The following lecture was given by Dr. Keith Prufer, Fellow of Pre-Columbian Studies at Dumbarton Oaks and Professor of Anthropology at the University of New Mexico. Dr. Prufer presented isotopic evidence for dietary changes among the earliest Maya farmers from work in the Maya Mountains of Belize.

The next lecture was by Dr. Catherine Lara, Associate Researcher with the University of Paris Nanterre and the Institut Français d’Études Andines (IFEA). Dr. Lara discussed archaeological and ethnographic work in southern Ecuador and Peru, and how the use of modern ceramics in these communities have helped researchers understand the Inca mitmaq program of resettlement.

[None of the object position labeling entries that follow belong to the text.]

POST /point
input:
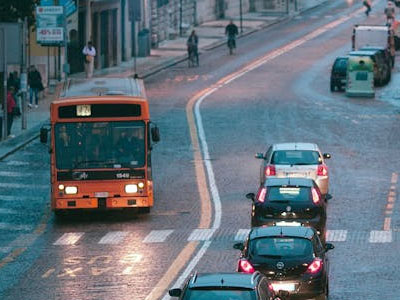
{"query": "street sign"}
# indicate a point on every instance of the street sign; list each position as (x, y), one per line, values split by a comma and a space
(13, 32)
(50, 24)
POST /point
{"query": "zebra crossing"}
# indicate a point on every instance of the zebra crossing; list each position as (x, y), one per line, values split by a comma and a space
(166, 235)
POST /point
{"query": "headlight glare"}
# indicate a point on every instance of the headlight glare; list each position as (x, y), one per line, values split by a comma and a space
(70, 190)
(130, 188)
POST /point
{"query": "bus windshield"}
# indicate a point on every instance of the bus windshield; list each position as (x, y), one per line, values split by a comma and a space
(92, 145)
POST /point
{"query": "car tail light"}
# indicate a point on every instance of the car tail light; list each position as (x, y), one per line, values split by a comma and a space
(315, 195)
(270, 170)
(245, 266)
(315, 266)
(261, 195)
(322, 170)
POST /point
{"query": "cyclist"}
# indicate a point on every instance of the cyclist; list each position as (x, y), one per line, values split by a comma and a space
(231, 31)
(192, 46)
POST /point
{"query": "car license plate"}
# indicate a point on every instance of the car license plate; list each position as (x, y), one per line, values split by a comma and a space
(296, 175)
(278, 286)
(284, 223)
(101, 194)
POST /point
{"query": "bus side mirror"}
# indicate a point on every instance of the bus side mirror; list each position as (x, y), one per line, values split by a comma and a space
(155, 134)
(44, 132)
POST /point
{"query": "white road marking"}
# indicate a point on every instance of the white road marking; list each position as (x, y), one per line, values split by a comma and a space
(206, 157)
(157, 236)
(16, 227)
(336, 235)
(113, 237)
(241, 235)
(201, 234)
(19, 198)
(24, 186)
(8, 211)
(15, 174)
(380, 236)
(17, 163)
(69, 238)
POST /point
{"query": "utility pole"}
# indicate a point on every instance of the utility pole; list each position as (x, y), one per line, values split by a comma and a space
(24, 77)
(5, 123)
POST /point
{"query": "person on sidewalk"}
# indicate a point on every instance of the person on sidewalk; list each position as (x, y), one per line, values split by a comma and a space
(367, 4)
(10, 110)
(35, 85)
(231, 31)
(90, 52)
(192, 44)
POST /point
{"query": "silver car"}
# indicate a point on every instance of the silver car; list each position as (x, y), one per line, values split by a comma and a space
(295, 160)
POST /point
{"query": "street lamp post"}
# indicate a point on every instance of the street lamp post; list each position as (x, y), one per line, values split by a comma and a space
(241, 16)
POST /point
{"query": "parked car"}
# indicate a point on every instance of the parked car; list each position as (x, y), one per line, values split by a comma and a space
(216, 286)
(292, 258)
(338, 73)
(289, 201)
(385, 53)
(295, 160)
(381, 69)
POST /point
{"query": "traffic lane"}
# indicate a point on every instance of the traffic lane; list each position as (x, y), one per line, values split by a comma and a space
(92, 271)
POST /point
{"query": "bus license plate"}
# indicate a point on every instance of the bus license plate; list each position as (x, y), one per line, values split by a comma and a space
(101, 194)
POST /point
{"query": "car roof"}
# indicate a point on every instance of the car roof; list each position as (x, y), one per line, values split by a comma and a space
(292, 181)
(362, 52)
(219, 280)
(286, 231)
(295, 146)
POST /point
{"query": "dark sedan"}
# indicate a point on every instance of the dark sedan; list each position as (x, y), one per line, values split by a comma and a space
(292, 258)
(289, 201)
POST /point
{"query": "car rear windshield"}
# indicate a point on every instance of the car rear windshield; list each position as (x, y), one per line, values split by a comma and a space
(220, 294)
(296, 157)
(279, 247)
(291, 194)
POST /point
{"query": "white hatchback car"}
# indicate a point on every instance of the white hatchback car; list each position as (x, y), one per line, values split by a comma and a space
(296, 160)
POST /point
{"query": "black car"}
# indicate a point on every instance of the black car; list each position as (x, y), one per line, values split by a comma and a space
(221, 286)
(338, 73)
(289, 201)
(292, 258)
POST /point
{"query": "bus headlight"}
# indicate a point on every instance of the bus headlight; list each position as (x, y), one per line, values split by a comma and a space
(70, 190)
(130, 188)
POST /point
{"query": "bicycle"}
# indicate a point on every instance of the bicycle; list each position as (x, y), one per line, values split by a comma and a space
(193, 56)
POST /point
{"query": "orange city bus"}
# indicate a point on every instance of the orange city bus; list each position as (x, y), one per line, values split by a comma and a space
(101, 141)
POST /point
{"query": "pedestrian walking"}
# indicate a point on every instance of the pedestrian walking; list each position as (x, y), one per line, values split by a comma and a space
(35, 85)
(89, 52)
(367, 4)
(10, 110)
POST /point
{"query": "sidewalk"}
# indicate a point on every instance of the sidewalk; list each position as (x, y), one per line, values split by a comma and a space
(211, 35)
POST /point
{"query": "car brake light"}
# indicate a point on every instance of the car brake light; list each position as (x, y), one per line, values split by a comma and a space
(315, 195)
(245, 266)
(261, 195)
(270, 170)
(322, 170)
(315, 266)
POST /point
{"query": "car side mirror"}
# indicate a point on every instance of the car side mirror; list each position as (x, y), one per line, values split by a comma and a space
(327, 156)
(238, 246)
(329, 246)
(175, 292)
(155, 134)
(44, 132)
(250, 196)
(259, 156)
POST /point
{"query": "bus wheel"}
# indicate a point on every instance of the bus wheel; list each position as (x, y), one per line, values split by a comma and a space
(144, 210)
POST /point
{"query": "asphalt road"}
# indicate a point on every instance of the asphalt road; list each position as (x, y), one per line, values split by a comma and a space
(200, 205)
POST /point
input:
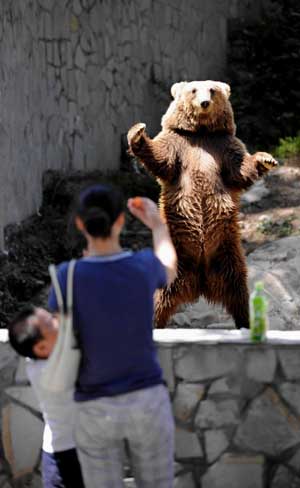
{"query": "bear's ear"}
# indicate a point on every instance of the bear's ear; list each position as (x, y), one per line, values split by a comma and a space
(176, 89)
(224, 87)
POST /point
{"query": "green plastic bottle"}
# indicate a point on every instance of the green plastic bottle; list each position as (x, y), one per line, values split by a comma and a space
(258, 313)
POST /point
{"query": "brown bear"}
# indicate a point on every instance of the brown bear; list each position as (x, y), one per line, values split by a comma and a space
(202, 169)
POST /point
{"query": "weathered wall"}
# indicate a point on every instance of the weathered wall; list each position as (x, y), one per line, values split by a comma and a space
(236, 407)
(75, 74)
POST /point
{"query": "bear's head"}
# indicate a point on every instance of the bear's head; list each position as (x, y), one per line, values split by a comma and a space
(200, 104)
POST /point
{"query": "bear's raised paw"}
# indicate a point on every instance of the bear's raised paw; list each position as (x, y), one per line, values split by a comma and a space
(135, 133)
(266, 160)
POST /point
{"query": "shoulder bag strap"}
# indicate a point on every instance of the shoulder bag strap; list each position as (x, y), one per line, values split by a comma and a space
(56, 286)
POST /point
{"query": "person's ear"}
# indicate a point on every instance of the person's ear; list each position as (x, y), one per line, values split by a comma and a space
(41, 349)
(121, 220)
(79, 224)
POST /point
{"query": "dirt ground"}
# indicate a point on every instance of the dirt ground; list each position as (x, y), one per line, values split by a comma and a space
(276, 215)
(49, 236)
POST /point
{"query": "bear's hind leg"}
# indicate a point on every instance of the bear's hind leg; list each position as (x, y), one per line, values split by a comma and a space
(227, 282)
(184, 289)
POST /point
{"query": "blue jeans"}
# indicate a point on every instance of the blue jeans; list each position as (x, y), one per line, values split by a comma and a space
(61, 470)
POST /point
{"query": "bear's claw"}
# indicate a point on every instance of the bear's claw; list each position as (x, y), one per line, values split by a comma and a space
(135, 133)
(266, 160)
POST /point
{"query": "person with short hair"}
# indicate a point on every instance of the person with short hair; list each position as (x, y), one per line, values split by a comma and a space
(120, 392)
(33, 333)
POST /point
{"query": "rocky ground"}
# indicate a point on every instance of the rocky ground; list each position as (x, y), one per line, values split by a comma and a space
(269, 212)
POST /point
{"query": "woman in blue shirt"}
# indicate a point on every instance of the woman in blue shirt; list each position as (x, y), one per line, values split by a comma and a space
(120, 392)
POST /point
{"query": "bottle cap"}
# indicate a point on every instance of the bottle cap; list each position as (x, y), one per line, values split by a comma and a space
(259, 286)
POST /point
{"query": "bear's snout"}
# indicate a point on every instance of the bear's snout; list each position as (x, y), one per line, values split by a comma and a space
(205, 104)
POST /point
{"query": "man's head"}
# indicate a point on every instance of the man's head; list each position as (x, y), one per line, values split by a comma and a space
(33, 332)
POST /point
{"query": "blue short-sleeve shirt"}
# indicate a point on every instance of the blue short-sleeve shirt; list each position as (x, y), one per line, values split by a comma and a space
(112, 316)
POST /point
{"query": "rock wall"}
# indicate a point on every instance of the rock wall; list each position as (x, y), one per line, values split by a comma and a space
(75, 74)
(236, 407)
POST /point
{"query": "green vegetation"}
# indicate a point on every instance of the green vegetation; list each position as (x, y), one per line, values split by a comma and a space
(264, 73)
(280, 228)
(289, 147)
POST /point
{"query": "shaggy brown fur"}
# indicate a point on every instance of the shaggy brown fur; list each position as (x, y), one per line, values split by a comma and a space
(202, 169)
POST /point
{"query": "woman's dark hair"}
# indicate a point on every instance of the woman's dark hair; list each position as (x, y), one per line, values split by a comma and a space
(23, 335)
(99, 206)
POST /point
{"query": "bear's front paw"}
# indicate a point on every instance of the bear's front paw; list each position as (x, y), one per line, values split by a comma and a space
(266, 160)
(136, 133)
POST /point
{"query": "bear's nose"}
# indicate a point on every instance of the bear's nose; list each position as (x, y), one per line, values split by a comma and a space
(205, 104)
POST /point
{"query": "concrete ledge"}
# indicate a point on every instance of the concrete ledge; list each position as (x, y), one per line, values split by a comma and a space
(173, 337)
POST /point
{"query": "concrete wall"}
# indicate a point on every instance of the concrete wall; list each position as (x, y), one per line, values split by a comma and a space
(74, 75)
(236, 407)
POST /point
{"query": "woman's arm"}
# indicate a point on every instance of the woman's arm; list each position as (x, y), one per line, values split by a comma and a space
(147, 211)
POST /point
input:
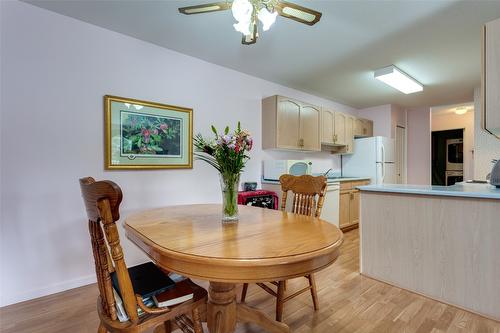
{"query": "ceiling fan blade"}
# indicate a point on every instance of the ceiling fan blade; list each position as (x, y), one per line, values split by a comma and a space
(298, 13)
(206, 8)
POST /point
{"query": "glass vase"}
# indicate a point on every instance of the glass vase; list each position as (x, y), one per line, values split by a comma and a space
(229, 185)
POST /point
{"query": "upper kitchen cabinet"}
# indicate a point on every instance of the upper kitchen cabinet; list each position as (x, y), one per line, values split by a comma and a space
(491, 78)
(290, 124)
(363, 127)
(332, 127)
(349, 135)
(340, 128)
(327, 126)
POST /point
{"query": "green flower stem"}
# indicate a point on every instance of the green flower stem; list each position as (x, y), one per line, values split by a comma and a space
(229, 184)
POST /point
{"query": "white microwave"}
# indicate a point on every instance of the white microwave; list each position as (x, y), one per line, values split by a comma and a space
(273, 169)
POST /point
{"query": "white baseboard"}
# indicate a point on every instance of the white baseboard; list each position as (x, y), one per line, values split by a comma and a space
(6, 299)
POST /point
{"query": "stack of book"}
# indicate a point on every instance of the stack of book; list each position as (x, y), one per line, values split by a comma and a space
(155, 288)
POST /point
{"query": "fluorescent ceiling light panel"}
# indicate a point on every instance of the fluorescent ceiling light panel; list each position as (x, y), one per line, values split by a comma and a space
(398, 79)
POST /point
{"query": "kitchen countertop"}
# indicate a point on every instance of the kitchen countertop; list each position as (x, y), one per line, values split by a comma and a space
(329, 181)
(486, 191)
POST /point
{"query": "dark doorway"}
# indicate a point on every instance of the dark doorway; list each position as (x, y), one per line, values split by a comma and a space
(447, 157)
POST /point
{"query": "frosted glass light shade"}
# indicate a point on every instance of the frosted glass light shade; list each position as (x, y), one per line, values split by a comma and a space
(267, 18)
(242, 12)
(398, 79)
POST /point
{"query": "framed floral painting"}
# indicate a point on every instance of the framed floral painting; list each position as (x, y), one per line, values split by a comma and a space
(147, 135)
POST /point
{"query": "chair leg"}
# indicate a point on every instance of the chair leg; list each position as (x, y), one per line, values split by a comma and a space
(279, 300)
(244, 292)
(102, 328)
(197, 321)
(314, 294)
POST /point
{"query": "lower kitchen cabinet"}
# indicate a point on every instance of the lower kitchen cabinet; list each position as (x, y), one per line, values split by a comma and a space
(349, 204)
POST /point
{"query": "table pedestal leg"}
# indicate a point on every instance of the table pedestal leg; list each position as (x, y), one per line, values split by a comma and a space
(221, 307)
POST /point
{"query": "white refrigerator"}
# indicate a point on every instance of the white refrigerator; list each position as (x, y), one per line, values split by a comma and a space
(373, 157)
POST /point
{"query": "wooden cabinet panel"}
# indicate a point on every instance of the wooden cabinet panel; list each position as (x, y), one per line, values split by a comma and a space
(288, 123)
(491, 78)
(331, 211)
(344, 210)
(349, 135)
(327, 126)
(363, 127)
(339, 128)
(369, 127)
(349, 204)
(359, 126)
(309, 127)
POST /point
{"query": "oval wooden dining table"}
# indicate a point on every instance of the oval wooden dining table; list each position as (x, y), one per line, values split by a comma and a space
(265, 245)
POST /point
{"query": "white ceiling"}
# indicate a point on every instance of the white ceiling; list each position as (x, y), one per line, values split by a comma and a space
(436, 42)
(450, 109)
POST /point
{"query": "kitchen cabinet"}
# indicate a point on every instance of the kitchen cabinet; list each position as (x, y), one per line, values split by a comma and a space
(490, 111)
(309, 127)
(349, 204)
(334, 131)
(290, 124)
(340, 128)
(349, 135)
(327, 126)
(363, 127)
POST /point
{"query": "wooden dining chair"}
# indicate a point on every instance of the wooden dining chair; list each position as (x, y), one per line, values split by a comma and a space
(305, 190)
(102, 201)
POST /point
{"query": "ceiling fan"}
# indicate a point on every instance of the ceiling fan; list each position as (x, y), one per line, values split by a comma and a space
(249, 12)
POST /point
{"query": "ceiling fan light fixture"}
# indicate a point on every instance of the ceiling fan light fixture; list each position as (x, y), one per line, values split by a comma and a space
(242, 12)
(248, 13)
(304, 16)
(398, 79)
(202, 10)
(267, 18)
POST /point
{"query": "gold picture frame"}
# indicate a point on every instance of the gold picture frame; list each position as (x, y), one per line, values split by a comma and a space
(147, 135)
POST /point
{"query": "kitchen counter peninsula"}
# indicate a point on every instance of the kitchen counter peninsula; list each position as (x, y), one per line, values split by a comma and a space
(441, 242)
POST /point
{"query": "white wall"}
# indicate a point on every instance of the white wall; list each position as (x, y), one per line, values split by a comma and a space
(382, 119)
(398, 117)
(55, 71)
(442, 122)
(487, 147)
(419, 146)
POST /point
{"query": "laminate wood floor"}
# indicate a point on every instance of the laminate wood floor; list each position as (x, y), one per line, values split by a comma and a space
(349, 302)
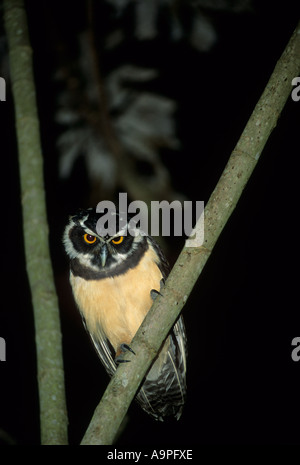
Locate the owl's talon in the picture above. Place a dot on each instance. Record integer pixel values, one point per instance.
(122, 350)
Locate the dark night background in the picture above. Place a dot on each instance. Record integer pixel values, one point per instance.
(243, 386)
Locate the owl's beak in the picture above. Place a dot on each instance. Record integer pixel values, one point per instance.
(103, 255)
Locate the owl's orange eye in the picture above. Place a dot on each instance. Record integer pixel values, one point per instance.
(118, 240)
(89, 239)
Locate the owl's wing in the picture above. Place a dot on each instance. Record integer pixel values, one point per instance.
(104, 350)
(163, 392)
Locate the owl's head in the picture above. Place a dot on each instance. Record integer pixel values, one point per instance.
(95, 253)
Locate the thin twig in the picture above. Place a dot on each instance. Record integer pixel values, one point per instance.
(165, 310)
(53, 416)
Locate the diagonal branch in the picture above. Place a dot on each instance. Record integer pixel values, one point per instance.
(161, 317)
(53, 414)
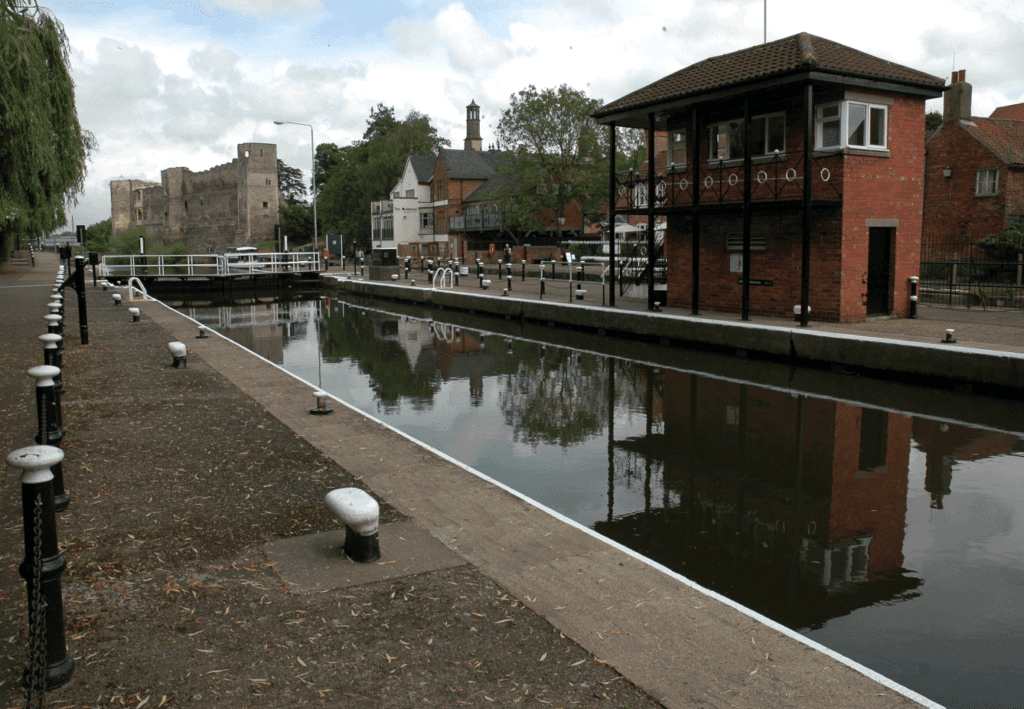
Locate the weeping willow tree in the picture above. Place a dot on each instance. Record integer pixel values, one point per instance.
(43, 150)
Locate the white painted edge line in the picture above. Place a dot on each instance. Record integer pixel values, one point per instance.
(857, 667)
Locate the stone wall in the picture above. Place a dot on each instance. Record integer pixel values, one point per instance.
(233, 204)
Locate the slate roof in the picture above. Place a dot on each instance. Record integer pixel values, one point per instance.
(1005, 138)
(794, 54)
(470, 164)
(1015, 112)
(423, 166)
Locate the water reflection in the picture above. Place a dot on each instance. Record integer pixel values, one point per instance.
(843, 520)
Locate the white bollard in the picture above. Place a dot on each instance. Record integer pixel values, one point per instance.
(179, 353)
(360, 514)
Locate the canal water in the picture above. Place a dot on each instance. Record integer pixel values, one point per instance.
(880, 519)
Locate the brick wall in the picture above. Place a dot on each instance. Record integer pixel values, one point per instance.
(952, 213)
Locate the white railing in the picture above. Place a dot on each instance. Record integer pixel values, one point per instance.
(211, 264)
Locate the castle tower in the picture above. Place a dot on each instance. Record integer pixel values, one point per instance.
(473, 140)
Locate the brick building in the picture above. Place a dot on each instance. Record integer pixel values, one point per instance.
(747, 232)
(974, 174)
(233, 204)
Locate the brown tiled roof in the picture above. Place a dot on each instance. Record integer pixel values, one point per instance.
(800, 52)
(1015, 112)
(1004, 137)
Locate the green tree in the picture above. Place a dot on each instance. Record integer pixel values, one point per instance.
(365, 171)
(290, 183)
(553, 146)
(297, 223)
(43, 149)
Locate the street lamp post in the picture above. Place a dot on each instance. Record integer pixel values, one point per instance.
(312, 171)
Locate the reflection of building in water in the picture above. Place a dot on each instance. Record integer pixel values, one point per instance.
(786, 502)
(945, 444)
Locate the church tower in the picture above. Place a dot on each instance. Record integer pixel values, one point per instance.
(473, 140)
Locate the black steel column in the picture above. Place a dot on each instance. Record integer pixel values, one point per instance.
(748, 166)
(650, 211)
(695, 215)
(611, 215)
(83, 316)
(805, 247)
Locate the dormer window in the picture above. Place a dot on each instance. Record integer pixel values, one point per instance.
(850, 124)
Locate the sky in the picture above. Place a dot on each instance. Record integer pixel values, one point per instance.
(167, 83)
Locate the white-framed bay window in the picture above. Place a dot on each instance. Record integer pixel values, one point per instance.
(767, 137)
(851, 124)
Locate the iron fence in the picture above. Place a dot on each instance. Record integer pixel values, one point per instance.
(965, 276)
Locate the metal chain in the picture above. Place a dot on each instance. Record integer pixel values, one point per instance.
(35, 675)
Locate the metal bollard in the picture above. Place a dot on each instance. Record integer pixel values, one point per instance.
(52, 356)
(54, 324)
(42, 568)
(322, 407)
(51, 430)
(179, 353)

After the winter break the series featured work by Dr. David Lentz, Professor of Biological Sciences at the University of Cincinnati. Dr. Lentz discussed the cutting-edge technique of eDNA and how it can be used to identify cultivated and wild plants from ancient Maya households and urban spaces. Dr. Lentz shared examples from his work at Joya de Cerén in El Salvador, Tikal in Guatemala, and Calakmul in Mexican state of Campeche.

Finally, the most recent talk was by Dr. Ronald Lippi, Professor Emeritus of Anthropology and Honorary Anthropology Fellow at the University of Wisconsin. Dr. Lippi summarized four decades of research including archaeological and linguistic evidence for the origins of the Yumbo people beginning at 800 C.E. around what is now Quito, and the territorial expansion of the Inca into modern Ecuador.

This spring the series will host three additional engaging scholars on the Yale’s campus. On February 23rd, Dr. Jeb Card, Associate Teaching Professor of Anthropology at Miami University, will give a talk on the topic of spooky archaeology and the cultic milieu, featuring his work in El Salvador. On March 29, Dr. Iván Ghezzi, researcher at La Universidad de Piura, will discuss his work on the Chankillo solar observatory and ceremonial center, as well as the Kuélap fortified settlement in Peru. The final lecture of the semester will be given on April 12th by Dr. Jeffrey Blomster, Professor of Anthropology and International Affairs at George Washington University. Dr. Blomster will discuss his work on the topic of early socio-political complexity in the Mixteca Alta of northeast Guerrero and western Oaxaca of Mexico.

The organizers of the Ancient Latin America Lectures hope to continue highlighting new theoretical and methodological developments by connecting Yale students and researchers with influential scholars who are conducting this important research in Latin America. Building upon the success of the series since 2017, Yale undergraduate students, graduate students, and members of the greater community are invited to attend these free public lectures. The series is generously supported by the Kempf Family Fund from The Whitney and Betty MacMillan Center for International and Area Studies at Yale and the Council on Latin American & Iberian Studies at the MacMillan Center. All talks are held in 51 Hillhouse at 12 pm and a light lunch is provided. This year’s organizers hope to see you there!